- Showing how different the same terrain can be when distances increase – a lot. Cape Epic riders suffered through a brutal stage 1 at Lourensford.
- The happy smiles of Sunday’s prologue were in short supply.
- European teams showed their power among the elite riders, with South African riders struggling for podiums.
Although the trails were terrific, with great singletrack descents, the 92km route punished riders with 2850m of climbing. And many of those climbs were of the sharp and steep variety.
Riders were granted very few free meters on stage 1, to spin out the legs and recover.
Mechanical denies former champ the women’s win
In the women's race, five-time Cape Epic winner Ariane Lüthi and teammate Amy Wakefield were in control for most of the stage, until a mechanical forced them to stop. This allowed Argentina's Sofia Gomez Villafane and American Haley Batten, to take the win for NinetyOne-Songo-Specialized. The South African team of Candice Lill and Mariske Strauss, were thrid.

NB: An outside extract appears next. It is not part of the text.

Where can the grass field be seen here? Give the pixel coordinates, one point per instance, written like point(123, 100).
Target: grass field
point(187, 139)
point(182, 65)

For the men's category, European rider depth and talent was evident.
Canyon Northwave took the overall win, with Andreas Seewald (Germany) and Martin Stošek (Czech Republic) finishing nearly a minute ahead of Hans Becking (Netherlands) and José Dias (Portugal). Fabian Rabensteiner (Italy) and Wout Alleman (Belgium) completed the men's podium.
A tough day for the defending Cape Epic champ
Seewald and Stošek take the overall lead into stage 2, followed by Becking and Dias, with Maxime Marotte and Keegan Swenson third overall, on the general classification timesheet.
Prologue winners, Matt Beers and Christopher Blevins, struggled through stage 1. On occasion, the defending Cape Epic champion received a push from his American teammate, but the pair could not stay with the lead group.
Beers and Blevins finished the day in 12th and dropped to eight position, in the overall rankings.
It only gets harder from here
After a nightmarish prologue with tyre and wheel issues, Nino Schurter and his Scott-SRAM teammate, Lars Foster, had a point to prove on stage 1. Amazingly, Schurter again suffered from tyre issues. Despite this, the Scott-SRAM team rode strongly to finish in fifth place, for a general classification of seventh.
The Cape Epic peloton transitions from the Helderberg area to Greyton, for stage 2. It is much longer stage, measuring 123km.
Stage 2 has a route profile that sees 2350m of climbing. It will be another severe test for the riders. Especially those amateurs and foreign teams unaccustomed to the Western Cape's heat and dust, this time of year.